The increase in publications on Heart Failure with mid-range Ejection Fraction (HFmrEF; LVEF 40–49%) since its introduction into the 2016 European Society of Cardiology (ESC) Heart Failure Guidelines¹ reflects the greater attention given to a previously under-studied group of patients.² Although little is still known about the pathophysiology of HFmrEF, it seems to be a transitional state between Heart Failure with reduced Ejection Fraction (HFrEF; LVEF ≤40%) and Heart Failure with preserved Ejection Fraction (HFpEF; LVEF ≥50%).³ It’s also becoming clearer that recommended therapies for patients with HFrEF are also the best option for those with HFmrEF.⁴

The ESC created the HFmrEF category to stimulate research

The ESC introduced the concept of HFmrEF into its 2016 Guidelines for the diagnosis and treatment of acute and chronic heart failure with the goal of stimulating research into the underlying pathophysiology and treatment of patients who don’t fit neatly into the classic HFpEF and HFrEF definitions.¹ While therapies for patients with heart failure with an ejection fraction ≤40% have been widely studied and researchers have looked into the characteristics, pathophysiology and prognosis of HFpEF, patients with an ejection fraction from 40–49% have largely been excluded from heart failure trials.²

It appears that the ESC’s strategy has been successful, with an increase in research over the past few years into the prevalence, prognosis, and response to treatment of HFmrEF.²

Research focuses on whether HFmrEF is a separate entity to other HF categories

According to the ESC differentiating patients with heart failure based on LVEF is important because HFrEF and HFpEF have different aetiologies, demographics, co-morbidities and response to therapies.¹ “It is only in patients with HFrEF that therapies have been shown to reduce both morbidity and mortality,” their guidelines explain.
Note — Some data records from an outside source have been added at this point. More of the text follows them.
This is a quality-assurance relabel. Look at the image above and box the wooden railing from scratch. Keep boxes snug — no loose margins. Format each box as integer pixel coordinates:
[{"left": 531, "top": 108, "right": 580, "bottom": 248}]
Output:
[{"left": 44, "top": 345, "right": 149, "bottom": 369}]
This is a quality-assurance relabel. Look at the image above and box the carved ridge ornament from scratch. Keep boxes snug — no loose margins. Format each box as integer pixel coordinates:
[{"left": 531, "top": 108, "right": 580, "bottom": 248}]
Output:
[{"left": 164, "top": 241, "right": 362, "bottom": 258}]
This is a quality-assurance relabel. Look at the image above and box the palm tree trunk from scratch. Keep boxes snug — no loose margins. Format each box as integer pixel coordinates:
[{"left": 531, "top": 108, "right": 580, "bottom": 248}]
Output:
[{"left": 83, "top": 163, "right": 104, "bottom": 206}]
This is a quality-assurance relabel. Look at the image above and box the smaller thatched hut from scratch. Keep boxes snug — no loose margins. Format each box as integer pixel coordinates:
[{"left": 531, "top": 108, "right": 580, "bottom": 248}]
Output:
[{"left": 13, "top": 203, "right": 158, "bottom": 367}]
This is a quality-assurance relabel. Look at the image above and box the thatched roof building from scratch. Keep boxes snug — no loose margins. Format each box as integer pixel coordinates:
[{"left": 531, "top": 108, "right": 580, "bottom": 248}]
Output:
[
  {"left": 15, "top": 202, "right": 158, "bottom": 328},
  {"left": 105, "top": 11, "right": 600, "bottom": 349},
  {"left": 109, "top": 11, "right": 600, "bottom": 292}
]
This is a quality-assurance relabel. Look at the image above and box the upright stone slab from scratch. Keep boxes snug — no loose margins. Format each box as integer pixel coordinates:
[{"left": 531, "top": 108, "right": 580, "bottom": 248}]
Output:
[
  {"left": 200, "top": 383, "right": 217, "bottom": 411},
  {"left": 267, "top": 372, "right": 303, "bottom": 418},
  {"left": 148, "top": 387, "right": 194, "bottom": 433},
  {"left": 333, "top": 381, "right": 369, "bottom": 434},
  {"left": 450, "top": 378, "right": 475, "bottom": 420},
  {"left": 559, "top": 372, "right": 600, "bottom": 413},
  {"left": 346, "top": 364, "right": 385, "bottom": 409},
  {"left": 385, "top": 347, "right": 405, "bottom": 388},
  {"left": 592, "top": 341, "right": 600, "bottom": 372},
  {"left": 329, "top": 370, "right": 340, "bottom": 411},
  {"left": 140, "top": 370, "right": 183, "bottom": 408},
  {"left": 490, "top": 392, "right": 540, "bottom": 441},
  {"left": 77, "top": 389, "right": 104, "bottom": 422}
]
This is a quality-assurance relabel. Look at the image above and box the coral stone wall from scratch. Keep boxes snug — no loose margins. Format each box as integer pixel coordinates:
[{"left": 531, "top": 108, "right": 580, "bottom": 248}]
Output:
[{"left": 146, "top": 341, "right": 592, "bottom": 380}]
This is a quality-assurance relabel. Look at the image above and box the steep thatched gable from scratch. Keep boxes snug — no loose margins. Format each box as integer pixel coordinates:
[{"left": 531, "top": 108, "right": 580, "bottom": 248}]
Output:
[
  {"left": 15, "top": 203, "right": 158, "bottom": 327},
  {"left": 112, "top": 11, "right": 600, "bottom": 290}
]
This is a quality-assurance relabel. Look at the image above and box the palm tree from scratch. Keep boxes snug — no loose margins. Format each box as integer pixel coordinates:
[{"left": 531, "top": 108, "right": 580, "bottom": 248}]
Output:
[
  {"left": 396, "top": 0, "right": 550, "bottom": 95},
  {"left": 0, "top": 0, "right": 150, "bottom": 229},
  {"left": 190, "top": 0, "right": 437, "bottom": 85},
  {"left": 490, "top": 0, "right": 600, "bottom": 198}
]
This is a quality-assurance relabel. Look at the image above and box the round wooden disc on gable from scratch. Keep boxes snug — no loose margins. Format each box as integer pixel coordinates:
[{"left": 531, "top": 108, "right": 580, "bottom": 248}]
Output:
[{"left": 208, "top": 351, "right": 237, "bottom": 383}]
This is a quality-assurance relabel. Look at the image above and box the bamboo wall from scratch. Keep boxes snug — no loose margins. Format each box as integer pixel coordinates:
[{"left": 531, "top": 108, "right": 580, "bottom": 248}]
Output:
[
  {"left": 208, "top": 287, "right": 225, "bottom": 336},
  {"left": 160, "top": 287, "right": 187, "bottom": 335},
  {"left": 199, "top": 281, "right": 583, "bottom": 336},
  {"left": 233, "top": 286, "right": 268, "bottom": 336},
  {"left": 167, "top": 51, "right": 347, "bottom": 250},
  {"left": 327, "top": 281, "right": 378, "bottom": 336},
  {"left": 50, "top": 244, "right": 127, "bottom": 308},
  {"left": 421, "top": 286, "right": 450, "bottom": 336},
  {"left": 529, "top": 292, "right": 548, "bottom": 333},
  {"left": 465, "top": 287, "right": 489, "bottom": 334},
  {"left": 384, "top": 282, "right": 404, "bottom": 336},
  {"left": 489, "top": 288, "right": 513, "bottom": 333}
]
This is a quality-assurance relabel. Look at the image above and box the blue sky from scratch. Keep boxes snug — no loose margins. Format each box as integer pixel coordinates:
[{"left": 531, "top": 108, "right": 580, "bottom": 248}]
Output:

Whether patients with an intermediate ejection fraction show similar characteristics to patients with HFrEF or are more like patients with HFpEF – or a completely different phenotype – could determine prognosis and response to treatment. For this reason, research is focused on determining whether HFmrEF is a separate entity or whether it’s actually a transitional state between HFpEF and HFrEF.²

Current research suggests that HFmrEF is a transitional state

Results of current studies suggest that HFmrEF is a transitional state between HFpEF and HFrEF, but that it seems to most often resemble HFrEF in response to treatment.²

This finding may be unsurprising, given that ECHO results can vary over time and a small change in ejection fraction could tip a patient from one category into another, and possibly back again. Speaking to the limbic, Assoc. Professor John Amerena, Director of Cardiology Research at Barwon Health, said: “ECHO is not as precise a science as we would like. We expect a 5% variance in ejection fraction between tests, depending on other parameters, such as heart rate and loading conditions. It’s not a reproducible measure on a day-to-day basis.”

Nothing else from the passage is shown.